"... we are down by the old Pump Room, where there is a usual commotion of chairs and crutches, passing gamesters, assorted rogues, ladies and gentlemen, unimpeachable and otherwise, old and young, fierce and fluttering, frowning and frowsy; where the air is full of chatter and the cries and wheedles of sellers of cures and trinkets, all set off by the clatter on the cobbles".
Sometimes in Bath by Charles Nevin is an amusing and entertaining paean to the elegant city.
It's a charmingly eccentric narrative, a mix of fiction and history facts. Each chapter begins with a fictional account, where historical figures, both well-known and minor, mingle with the literary characters. As the author notes, "none of the events described is completely implausible".
Historical figures range from world-famous to local celebrities. You will meet Beau Nash, Dr Johnson, Horatio Nelson, Bladud, Queen Bess, Chaucer, Haile Selassie and many others. As you follow the characters along, you learn about the history of Bath, as well as its unique architecture, social history, fashions, literature, food and much more.
This work is a homage to many literary classics, a witty fan-fic. There is a whole sub-genre of Jane Austen fan-fiction. Most of the retellings and re-imagined stories centre on the female characters from Austen's books.

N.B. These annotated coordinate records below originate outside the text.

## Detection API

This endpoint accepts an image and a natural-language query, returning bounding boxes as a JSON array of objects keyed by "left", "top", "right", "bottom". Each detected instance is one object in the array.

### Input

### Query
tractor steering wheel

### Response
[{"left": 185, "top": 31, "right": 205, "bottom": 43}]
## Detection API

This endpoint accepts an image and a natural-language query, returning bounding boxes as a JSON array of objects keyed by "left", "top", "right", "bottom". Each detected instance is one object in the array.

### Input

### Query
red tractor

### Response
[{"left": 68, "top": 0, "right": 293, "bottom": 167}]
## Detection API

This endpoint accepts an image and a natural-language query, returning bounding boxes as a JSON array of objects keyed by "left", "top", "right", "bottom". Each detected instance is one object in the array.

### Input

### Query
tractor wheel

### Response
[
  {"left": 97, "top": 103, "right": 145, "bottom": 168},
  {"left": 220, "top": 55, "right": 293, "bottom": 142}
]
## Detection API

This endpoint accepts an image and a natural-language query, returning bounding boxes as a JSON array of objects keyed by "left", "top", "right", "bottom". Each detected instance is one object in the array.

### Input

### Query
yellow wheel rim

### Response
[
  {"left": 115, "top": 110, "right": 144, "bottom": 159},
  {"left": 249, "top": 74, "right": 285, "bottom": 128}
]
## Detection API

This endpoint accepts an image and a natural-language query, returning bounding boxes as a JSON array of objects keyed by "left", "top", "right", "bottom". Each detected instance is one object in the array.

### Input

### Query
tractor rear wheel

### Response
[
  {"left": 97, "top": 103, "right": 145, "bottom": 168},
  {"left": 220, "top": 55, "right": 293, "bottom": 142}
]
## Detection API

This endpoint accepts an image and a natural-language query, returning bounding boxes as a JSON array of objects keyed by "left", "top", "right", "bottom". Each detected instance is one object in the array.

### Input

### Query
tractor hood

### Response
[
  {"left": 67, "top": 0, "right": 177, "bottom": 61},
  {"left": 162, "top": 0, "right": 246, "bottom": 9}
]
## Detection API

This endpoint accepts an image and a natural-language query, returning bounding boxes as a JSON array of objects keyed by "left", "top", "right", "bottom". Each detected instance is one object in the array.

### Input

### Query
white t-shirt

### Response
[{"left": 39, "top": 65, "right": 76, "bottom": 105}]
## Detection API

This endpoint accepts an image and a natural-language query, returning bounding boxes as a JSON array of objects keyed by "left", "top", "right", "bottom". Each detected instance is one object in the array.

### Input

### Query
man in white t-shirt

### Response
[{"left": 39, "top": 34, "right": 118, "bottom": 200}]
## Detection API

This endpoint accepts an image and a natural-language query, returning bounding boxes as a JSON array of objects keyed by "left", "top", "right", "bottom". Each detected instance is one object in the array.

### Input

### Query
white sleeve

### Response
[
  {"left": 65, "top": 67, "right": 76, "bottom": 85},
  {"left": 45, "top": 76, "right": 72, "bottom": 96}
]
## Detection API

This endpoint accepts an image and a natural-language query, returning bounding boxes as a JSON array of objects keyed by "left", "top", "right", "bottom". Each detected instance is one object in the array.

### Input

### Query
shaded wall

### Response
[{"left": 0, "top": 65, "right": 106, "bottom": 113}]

Yet here Mr Bennet is one of the main protagonists, while his ladies take a back seat. "Mr Bennet is for some the true hero of Pride and Prejudice".
He has brought his family to Bath, and reminisces about his visit to the city years before his marriage.
It is a delightful though mildly bizarre little story. You can see how much fun the author had, making Mr Bennet meet young Horatio Nelson, Dr Johnson and Boswell, as well as Jack Rann, aka Sixteen-String Jack, who was a notorious highwayman.
Craving adventures, Mr Bennet unwisely follows an unsavoury character into a gaming den only to be introduced to Lord Byron, Sir Walter Elliot, Captain Crawley (from Vanity Fair), Mr Silver (from Treasure Island), Mr Heathcliff (Bronte's hero), Mr Flashman and Mr Jingle (from Pickwick Papers).
|Fashion Museum in Bath (Photo credits: Anca from Anca's Lifestyle)|
Another enjoyable episode is inspired by The Canterbury Tales. In The Cook's Tale we encounter Chaucer himself, "the lettered and foppish toff" who suggested that everyone should tell a story as they rode along. The story is a wonderful blend of the Chaucer's characters, with the bits thrown in from the later literary sources.
"The Tapestry Maker, a man made romantic by studying his subjects, said he knew a wonderful story about the star-crossed lover in Mantua who poisoned himself after thinking that his love was dead rather than just sleeping heavily. The Guildsmen all agreed this was far-fetched, even for Italians" (this made me chuckle).
Foodies will enjoy a witty reimagining of the origins of the Bath Bun, and its healthier alternative, the Bath Oliver biscuit. You will want to catch the first train to Bath to sample another of Bath's premier gifts, the Sally Lunn (a delicious brioche bun).
|At Sally Lunn's (Photo credits: Anca from Anca's Lifestyle, read all about it in her blog post Sally Lunn's Kitchen Museum)|
Frolic through the history of Bath and its citizens and guests with Charles Nevin, and dream of visiting Bath, once the lockdown is over.
Each chapter has a useful list of further reading on the topic, as well as a list of places to visit.
I've been to Bath only once, visiting the Roman Baths with my younger son's class. I loved what I've seen of the architecture, and hope to return there one day for a longer visit.
Sometimes in Bath is an unusual and quirky guide to the city, which is a pleasure to read.
Many thanks to Charles Nevin, The Book Guild Ltd and Rachel's Random Resources for my copy of the book!